“That was a joke,” Southie said, and then sipped his brandy again. “I think it was a joke.”

Andie leaned closer to Dennis. “So what is Kelly up to?”

“I don’t know.” Dennis sipped his brandy, made a face, and sipped again. “She was very interested in hauntings, but now…”

“I’m beginning to wonder, too,” Southie said. “She hasn’t been asking about the ghosts, she’s been asking about the kids.”

Andie drank her brandy, tasting an odd but not unpleasant woodsy undernote that the tea must have muted, and watched Kelly as she bent close to Bill, whispering to him between belts of her own brandy. Kelly was socking it right down, woodsy undernote be damned. “Well, her specialty has always been children.”

“Child ghosts?” Dennis said. “That’s a narrow specialty.”

“No, live children. In peril. And as it happens, I have two of those. I don’t trust her.” She glanced up at Southie. “And you brought her.”

“She brought Dennis,” Southie pointed out. “It’s a package deal. The kids-in-peril thing, though, that’s bad.”

“Well, the peril is…”-Dennis heh-hehed-“not true. There are no ghosts. Ghosts don’t exist. People are very good at faking them, but in the end, that’s all they are: fakes.”

Andie knocked back the rest of her drink and put her glass on the table beside Dennis’s. “If I take you upstairs, show you where I saw Alice’s rocker move, can you tell me how those things could be faked?”

“Of course.”

“Then come with me.” Andie stood up, and the brandy rushed to her head and made her blink.

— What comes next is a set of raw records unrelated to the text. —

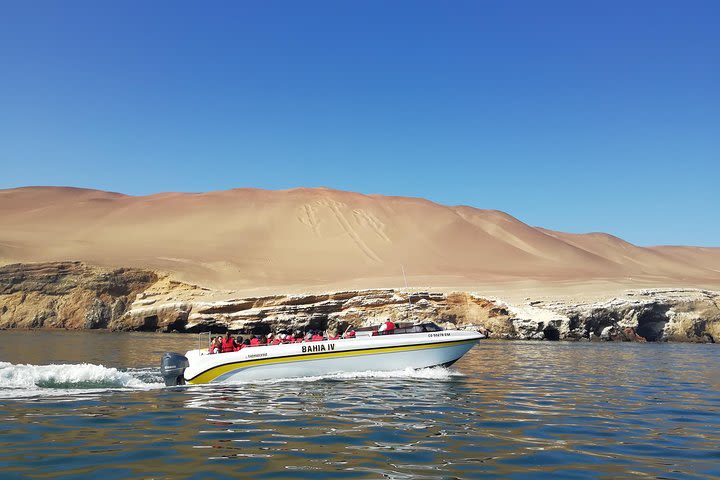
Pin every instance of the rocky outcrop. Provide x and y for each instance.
(331, 311)
(681, 315)
(73, 295)
(68, 295)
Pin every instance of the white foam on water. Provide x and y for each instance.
(26, 380)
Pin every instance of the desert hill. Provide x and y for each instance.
(244, 238)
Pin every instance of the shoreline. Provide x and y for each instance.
(78, 296)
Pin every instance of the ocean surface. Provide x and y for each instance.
(92, 405)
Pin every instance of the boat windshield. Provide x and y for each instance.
(417, 328)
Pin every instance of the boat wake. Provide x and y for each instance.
(30, 380)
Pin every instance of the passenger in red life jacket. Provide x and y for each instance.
(228, 343)
(215, 345)
(387, 327)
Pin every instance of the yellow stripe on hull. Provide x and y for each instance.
(215, 372)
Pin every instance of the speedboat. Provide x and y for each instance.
(415, 346)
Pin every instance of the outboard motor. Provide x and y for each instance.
(172, 366)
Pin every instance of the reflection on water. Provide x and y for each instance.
(518, 410)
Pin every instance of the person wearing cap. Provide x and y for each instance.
(387, 328)
(228, 343)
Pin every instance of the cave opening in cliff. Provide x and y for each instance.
(651, 323)
(150, 324)
(551, 333)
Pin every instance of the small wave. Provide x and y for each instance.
(435, 373)
(84, 376)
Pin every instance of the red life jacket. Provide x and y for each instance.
(228, 345)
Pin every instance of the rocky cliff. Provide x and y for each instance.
(73, 295)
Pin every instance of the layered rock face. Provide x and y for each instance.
(73, 295)
(68, 295)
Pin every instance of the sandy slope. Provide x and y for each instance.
(305, 238)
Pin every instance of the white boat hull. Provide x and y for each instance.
(381, 353)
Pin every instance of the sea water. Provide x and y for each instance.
(92, 405)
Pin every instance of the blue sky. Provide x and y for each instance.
(571, 115)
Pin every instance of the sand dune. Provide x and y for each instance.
(247, 238)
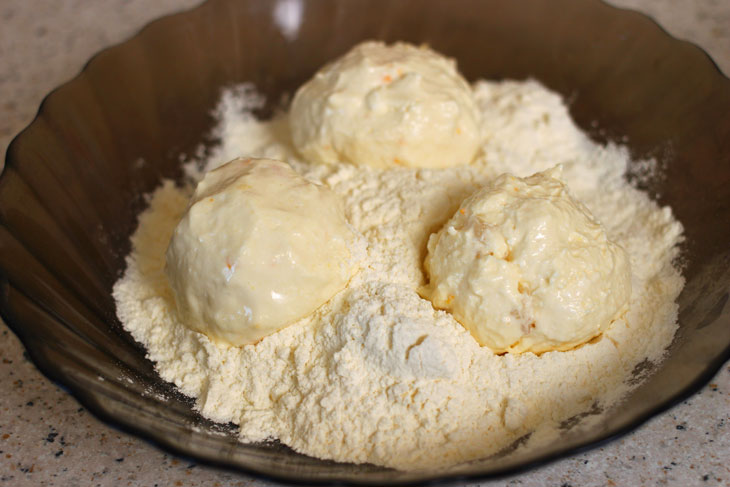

“Now where are you going?” Kelly said gaily from across the room, and Andie said, “Away,” and waited until Dennis refilled his glass and then took him out through the Great Hall while Southie blocked Kelly from following by handing her another glass of brandy and asking her about the séance.

There is no séance, Andie thought, and took Dennis upstairs.


• • •

“It was here,” she told Dennis when they were standing in Alice’s room while Alice propped herself up by her elbows in bed. Dennis was sipping his drink and looking at the drawings she’d done on her walls with a mixture of academic interest and paternal disapproval. “The rocking chair, right there.”

Dennis stared skeptically at the chair at the foot of Alice’s bed. “That chair.”

“Yes.”

“Well, it’s not surprising that it rocks. It’s a rocking chair.”

“I know.”

“Is she there now? Your, uh, ghost?”

“I can’t see her.” Andie looked at Alice. “Alice, is the woman in the old-fashioned dress there now? Or your aunt May?”

“What woman?” Alice said, pretending to yawn.

“The woman in the long dress with the tiers, the flounces, that we saw out by the pond. Is she the one who makes the rocker move?”

Alice slid down under the covers and ignored her.

“You said she was wearing a long dress with flounces,” Dennis said. “Was her hair in a bun?”

“Yes,” Andie said. “How did you know?”

Dennis pointed to the Jessica doll on Alice’s bedside table, her age-mottled dress in three tiers and her hair in a bun.

“Yeah,” Andie said. “I noticed that, too, but I can’t figure out what it means.”

Dennis nodded, and Andie wanted to kick him. Then he said, “Could I see you in the hall, Andie?”

Andie picked up the Jessica doll and put it beside Alice. Then she leaned over and kissed the little girl on the top of the head. “Good night, baby.”

“Good night, Andie,” Alice said, her voice muffled in the covers.

Andie followed Dennis into the hall and closed the door.

“I think Alice is a telepath,” Dennis said.

“What?”

“Oh, she doesn’t know it. She’s had a most unusual childhood and she’s highly emotional and those probably combined to awaken latent talent. She’s probably a natural. Add to that the fact that she’s been alone so much, and that she probably wants to see somebody sitting at the end of her bed taking care of her, and it’s not surprising that she imagines there’s somebody there. That’s very common, the imaginary friend.” He smiled at her reassuringly. “It’s not at all dangerous. She’ll be fine.”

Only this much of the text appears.